As the founder of the Cloud Appreciation Society, my attention is often drawn to what’s happening in the background of paintings. I like to see if the artist has managed to capture “what is true in the sky”, as Ruskin put it.

This seascape by John Brett is called The British Channel Seen from the Dorsetshire Cliffs. I like his use of crepuscular rays – those shafts of light that you can sometimes see when the shadows cast by clouds are rendered visible by the atmospheric haze. And Brett clearly delights in the appearance of sunlight falling in pools on to the sea surface. No wonder – this is invariably a beautiful sight. But from the perspective of a cloudspotter, Brett’s seascape contains one fundamental error: what he depicts above the horizon does not match what he’s painted below it.

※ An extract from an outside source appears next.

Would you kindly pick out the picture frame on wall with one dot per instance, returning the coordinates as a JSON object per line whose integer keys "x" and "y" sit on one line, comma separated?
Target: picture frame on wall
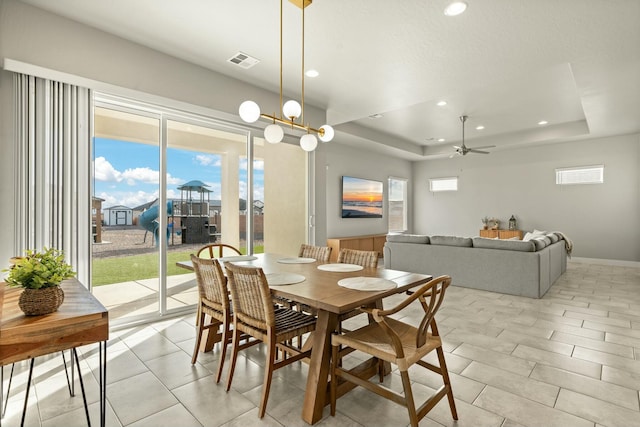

You tend to see individual beams of sunlight strike the sea in this way when the sky is covered in a puffy layer of cloud known as stratocumulus that has gaps, or holes, in it. The sunlight shines down through the holes like searchlights, casting brilliant patches on the water. But Brett has painted a sky of small, individual cumulus clouds. In reality, these would cast darker patches of shadow on to a generally bright sea.

Brett’s aim is worthy of any cloudspotter: to explore the rich interplay between light and water – both in the form of the sea and suspended in the air. But no true cloudspotter would commit the error of divorcing atmosphere and ocean in this way.

The British Channel Seen from the Dorsetshire Cliffs was presented by Mrs Brett in 1902.